And I said, “Mom, they didn't show up because it's not safe. You shouldn't be cruising for bridge partners. You shouldn't be sitting at a small table passing cards.” She sniffed, unconvinced, didn't like that. But that bridge cancelled, and ladies lunch bunch canceled and St. Mary's book club canceled. And then, St. Mary's, the mass went online, and she couldn't figure out Zoom. No matter how much time I spent with on the telephone, she couldn't figure out Zoom. She was alone, and lonely and depressed.
All these canceled activities were more than just a dreaded change in routine. They were doors closing to the world beyond herself, and to the neurons that would have been firing when she was counting bridge tricks or discussing Oprah's book pick. I began to see the lights in her beautiful brain going out one by one.
One time, I called her and I stopped her just in the nick of time from sending her money to an internet scammer. Another time, I called her and the phone rang. It just rang and rang, but where could she possibly be? She couldn't leave her house. Well, she'd gotten locked out. And I said, “Mom, what did you do?” And she said, “Well, I just walked up and down the street, knocking on doors till someone's called me a locksmith.” It was eight degrees in Chicago that day.
So, one day, well, every day, my husband and I kept having that same conversation, “What should we do about my mom?” And the phone rang, and it was my mother of the stiff upper lip, my mother who had never admitted to having a problem of any kind. And she said, “Beth Ann, you need to come home. I think I'm falling apart.”
So, the next day, I flew home to O'Hare, and I got a car service to my mom's house. When she opened the door, somehow, I was still surprised to find her so changed. I took her in my arms. She was small. She felt small. Her little talbot sweater set was stained, and the house was messy and she said, “What time is it, Beth Ann?” And I said, “Oh, mom, it's just past 06:00.” And she said, “Past 06:00? Well, then it's past time for dinner.”

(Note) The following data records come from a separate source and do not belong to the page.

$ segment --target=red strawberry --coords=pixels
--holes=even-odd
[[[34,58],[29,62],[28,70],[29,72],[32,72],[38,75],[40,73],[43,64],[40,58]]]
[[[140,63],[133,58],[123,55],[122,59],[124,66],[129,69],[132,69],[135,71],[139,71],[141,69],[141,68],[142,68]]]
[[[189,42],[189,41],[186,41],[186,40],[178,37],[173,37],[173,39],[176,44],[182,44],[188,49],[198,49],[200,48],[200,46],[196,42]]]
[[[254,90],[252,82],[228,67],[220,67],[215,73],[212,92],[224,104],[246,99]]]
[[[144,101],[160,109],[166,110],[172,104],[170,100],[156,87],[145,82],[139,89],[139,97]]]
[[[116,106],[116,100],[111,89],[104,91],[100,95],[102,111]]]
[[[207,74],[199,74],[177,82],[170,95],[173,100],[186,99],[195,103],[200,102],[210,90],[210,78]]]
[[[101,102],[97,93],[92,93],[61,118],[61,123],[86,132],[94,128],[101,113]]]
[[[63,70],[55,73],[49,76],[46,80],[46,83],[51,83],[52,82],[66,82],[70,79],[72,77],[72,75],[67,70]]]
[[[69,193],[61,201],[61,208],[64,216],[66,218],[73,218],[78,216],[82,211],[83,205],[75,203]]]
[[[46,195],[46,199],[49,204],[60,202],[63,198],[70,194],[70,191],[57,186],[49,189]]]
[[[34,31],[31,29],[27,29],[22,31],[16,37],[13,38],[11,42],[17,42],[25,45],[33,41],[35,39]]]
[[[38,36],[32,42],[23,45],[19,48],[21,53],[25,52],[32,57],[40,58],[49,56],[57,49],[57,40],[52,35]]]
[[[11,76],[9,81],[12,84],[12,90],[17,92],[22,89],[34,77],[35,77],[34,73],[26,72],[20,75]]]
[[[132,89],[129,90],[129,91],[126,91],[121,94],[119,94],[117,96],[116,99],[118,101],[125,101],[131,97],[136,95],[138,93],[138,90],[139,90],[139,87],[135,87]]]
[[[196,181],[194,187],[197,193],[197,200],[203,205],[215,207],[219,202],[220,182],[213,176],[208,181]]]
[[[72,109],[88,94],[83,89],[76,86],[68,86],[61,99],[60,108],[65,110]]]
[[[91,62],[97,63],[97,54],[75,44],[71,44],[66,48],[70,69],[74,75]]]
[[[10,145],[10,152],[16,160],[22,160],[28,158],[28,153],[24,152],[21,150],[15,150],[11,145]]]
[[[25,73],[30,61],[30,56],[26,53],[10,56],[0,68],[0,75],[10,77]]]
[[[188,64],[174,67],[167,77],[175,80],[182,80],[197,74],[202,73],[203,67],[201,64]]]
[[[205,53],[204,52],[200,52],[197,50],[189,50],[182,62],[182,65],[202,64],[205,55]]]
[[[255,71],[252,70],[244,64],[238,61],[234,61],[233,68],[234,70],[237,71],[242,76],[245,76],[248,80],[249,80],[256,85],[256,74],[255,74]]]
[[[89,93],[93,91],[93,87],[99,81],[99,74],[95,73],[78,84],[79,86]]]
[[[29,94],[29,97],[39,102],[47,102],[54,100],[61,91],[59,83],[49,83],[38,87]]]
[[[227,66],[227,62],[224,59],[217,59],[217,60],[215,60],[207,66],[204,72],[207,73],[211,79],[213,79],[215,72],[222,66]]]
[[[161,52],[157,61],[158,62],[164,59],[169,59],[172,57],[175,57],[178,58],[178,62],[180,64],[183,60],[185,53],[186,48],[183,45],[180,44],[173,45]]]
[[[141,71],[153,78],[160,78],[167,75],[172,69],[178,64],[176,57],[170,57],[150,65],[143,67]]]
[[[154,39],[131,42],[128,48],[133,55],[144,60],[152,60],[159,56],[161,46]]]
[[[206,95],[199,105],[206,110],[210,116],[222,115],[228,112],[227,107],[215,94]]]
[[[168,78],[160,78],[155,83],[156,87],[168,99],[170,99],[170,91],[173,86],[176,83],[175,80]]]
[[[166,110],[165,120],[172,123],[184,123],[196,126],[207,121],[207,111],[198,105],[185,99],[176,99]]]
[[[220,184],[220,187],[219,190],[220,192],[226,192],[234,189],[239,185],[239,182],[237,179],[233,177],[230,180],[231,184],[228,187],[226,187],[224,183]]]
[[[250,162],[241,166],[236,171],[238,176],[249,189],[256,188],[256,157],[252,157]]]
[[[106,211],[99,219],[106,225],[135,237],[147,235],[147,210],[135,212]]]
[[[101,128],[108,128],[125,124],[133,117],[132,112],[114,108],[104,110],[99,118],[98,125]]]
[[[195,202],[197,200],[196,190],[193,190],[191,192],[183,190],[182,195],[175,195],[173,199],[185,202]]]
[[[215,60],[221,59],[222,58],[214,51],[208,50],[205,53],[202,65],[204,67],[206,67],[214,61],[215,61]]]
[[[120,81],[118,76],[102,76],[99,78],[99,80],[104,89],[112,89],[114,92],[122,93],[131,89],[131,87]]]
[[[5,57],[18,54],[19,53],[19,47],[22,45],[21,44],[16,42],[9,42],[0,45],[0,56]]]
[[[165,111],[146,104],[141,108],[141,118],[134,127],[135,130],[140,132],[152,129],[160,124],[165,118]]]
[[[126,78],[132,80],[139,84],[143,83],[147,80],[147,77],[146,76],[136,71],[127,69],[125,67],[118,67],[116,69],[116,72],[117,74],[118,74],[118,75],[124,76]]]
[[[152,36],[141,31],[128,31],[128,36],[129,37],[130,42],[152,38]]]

She led me into the kitchen and opened the refrigerator door. This wave of odor hit me, and I could see all these little rotting nuggets of food. And I said, “Mom, it's okay. You don't have to feed me. I'll borrow your car. I'll go get us some food. You just stay here. Just rest.”
She was following me out to the garage. She was protesting, but I just kept going. I pushed open the door to the garage. That's when I found that her car was smashed up like a tin can. She had gotten in an accident and had hidden it from me. I turned to her over my shoulder, and she was cringing like the teenager I had been getting busted for coming in past curfew. I had heard of that moment when the parent becomes the child. And right then, it seemed like the transference was complete and her life did change very quickly after that.
I got a hold of her doctor, who said he'd been trying to get ahold of me, but she had been telling him I was too busy. And he agreed she shouldn't live alone. So, that next day, I had her car towed away for parts and a for sale sign stabbed in the lawn of that big Victorian house. My husband and I moved her to an assisted living, not a mile from our house. What I think about now, what I wonder at, “Is why I didn't step in sooner? Why I had to let my mom get in an accident before I took the keys away?” I think it can be so hard to shoulder aside the roles we inhabit in our childhood.
That voice I was so proud of developing, that precious voice I had nurtured, was nowhere to be found when I needed it. I'd always faulted my mom for her inability to change. But really, at that moment, it was me who was unable to change, because I didn't take action and protect her. And I failed her.
Well, she likes the assisted living. It's a very structured schedule. She likes when I visit her, and read her poetry and hold her hand. She likes to come to our house for lunch and dinner. She seems to tolerate the noise and chaos better than she used to, maybe because her vision and hearing aren't as good as they used to be. [audience laughter]
Or, maybe she's changed a bit. Maybe I have too, because I've noticed when she comes, I always try to serve her lunch at noon or dinner at 06:00, because it makes her happy and because that is the proper time to eat after all. Thank you.